Born-digital archives workflow at a glance
- Archival material (born-digital or hybrid) is accessioned and stabilized:
- Files sent via network transfers or temporary media (e.g. USB drives, external hard drives) are packaged as tar files and stored in the Dark Archive as a "raw" copy of the accession data.
- Original physical media are disk imaged and disk images are stored in the Dark Archive as a "raw" copy of the accession data.
- Pre-processing triage and evaluation:
- Digital Archivist or Processing Archivist downloads AIPs containing raw data of all accessions to be processed.
- Digital Archivist or Processing Archivist extracts files from archive packages as necessary.
- Digital Archivist or Processing Archivist triages and evaluates content using tools like Brunnhilde and Disk Image Processor.
- A working "reference" copy of files can be moved onto network drives, where the files can be consulted from CAD workstations during processing.
- Processing Archivist develops proposed processing plan for accession(s).
- Digital Archivist, Processing Archivist, and potentially others (Archivist, Conservation, etc.) have consultation meeting to discuss processing plan.
- Arrangement and description:
- Processing Archivist conducts weeding, arrangement, and preservation actions and explores contents of files in Bitcurator and CAD workstations as needed.
- Processing Archivist uses tools like Folder Processor, SIP Creator, and/or Disk Image Processor to create processed SIPs from raw accession data and begin the file-level processing spreadsheet.
- Processing Archivist supplements and finishes file-level description in standard processing spreadsheet generated by Folder Processor or Disk Image Processor.
- Processing Archivist drafts fonds, series, and project-level descriptions in plain text files.
- Descriptions are reviewed with Digital Archivist and approved for entry into TMS.
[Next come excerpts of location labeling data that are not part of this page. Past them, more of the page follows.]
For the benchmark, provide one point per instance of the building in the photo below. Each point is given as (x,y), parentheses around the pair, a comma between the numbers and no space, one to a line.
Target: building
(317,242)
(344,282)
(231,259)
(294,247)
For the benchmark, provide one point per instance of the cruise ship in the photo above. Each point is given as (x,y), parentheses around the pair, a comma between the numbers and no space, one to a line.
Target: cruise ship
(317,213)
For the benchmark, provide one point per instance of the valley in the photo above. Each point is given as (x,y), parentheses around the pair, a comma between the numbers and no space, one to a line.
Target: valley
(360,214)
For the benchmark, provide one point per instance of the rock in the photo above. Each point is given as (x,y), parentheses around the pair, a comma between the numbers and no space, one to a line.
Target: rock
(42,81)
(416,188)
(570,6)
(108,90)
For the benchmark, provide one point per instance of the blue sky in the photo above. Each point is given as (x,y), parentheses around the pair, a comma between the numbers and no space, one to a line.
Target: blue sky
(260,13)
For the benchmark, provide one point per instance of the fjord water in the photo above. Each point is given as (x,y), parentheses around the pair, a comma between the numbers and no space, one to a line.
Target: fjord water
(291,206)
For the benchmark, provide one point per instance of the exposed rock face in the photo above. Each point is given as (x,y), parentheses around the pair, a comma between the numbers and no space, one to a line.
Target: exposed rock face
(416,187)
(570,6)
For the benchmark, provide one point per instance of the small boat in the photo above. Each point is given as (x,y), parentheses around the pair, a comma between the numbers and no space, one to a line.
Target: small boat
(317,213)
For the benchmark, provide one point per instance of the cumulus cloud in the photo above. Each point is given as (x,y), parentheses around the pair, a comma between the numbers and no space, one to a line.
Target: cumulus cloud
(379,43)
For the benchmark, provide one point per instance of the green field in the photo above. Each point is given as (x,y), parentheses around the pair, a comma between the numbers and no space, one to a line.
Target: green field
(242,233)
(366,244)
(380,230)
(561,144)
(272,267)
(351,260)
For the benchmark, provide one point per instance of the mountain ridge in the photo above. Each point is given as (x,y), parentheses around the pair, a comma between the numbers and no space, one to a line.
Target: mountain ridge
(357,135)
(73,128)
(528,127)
- Processing Archivist copies and pastes descriptions from text files and processing spreadsheet into TMS and creates object packages of newly-processed materials.
- Processing Archivist creates Collection-level record (if not already present) in SCOPE.
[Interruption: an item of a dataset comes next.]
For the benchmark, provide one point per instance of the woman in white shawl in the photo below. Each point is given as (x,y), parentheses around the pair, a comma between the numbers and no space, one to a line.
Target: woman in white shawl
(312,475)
- Processed SIPs are ingested into Archivematica:
- Final processed SIPs are copied to a watched folder on the main Archivematica processing pipeline server.
- Processing Archivist QAs ingest (automated fetching of descriptive metadata from TMS, normalization, etc.) and stores DIPs
- Digtial Archivist performs final QA check when all data from an accession is ingested
- "Raw" copy of accession data is deleted from Dark Archive unless there is sufficient reason to keep it
- Ongoing activities:
- Monitoring health of AIPs in Archivematica
- Restoring from backups as needed
- Access and supporting researchers' use of SCOPE
Layperson's primer on digital preservation at CCA
CCA takes a number of steps with all digital files in its Collection that help to ensure their ongoing accessibility for research use over time. All files in CCA digital archives are:
- Virus scanned;
- Precisely identified through automated comparison against international file format databases such as the UK National Archives PRONOM;
- Duplicated, when necessary and possible, in vendor-neutral and preservation-friendly file formats that are more likely to remain accessible as current software and hardware becomes obsolete;
- "Fingerprinted" through the use of cryptographic hashes (also known as checksums) and routinely audited to ensure their ongoing authenticity; and
- Stored and backed up in a redundant and geographically distributed system according to industry best practices.
All actions that take place on files once they are ingested into CCA's digital repository are documented through an implementation of the PREMIS (PREservation Metadata: Implementation Strategies) metadata standard.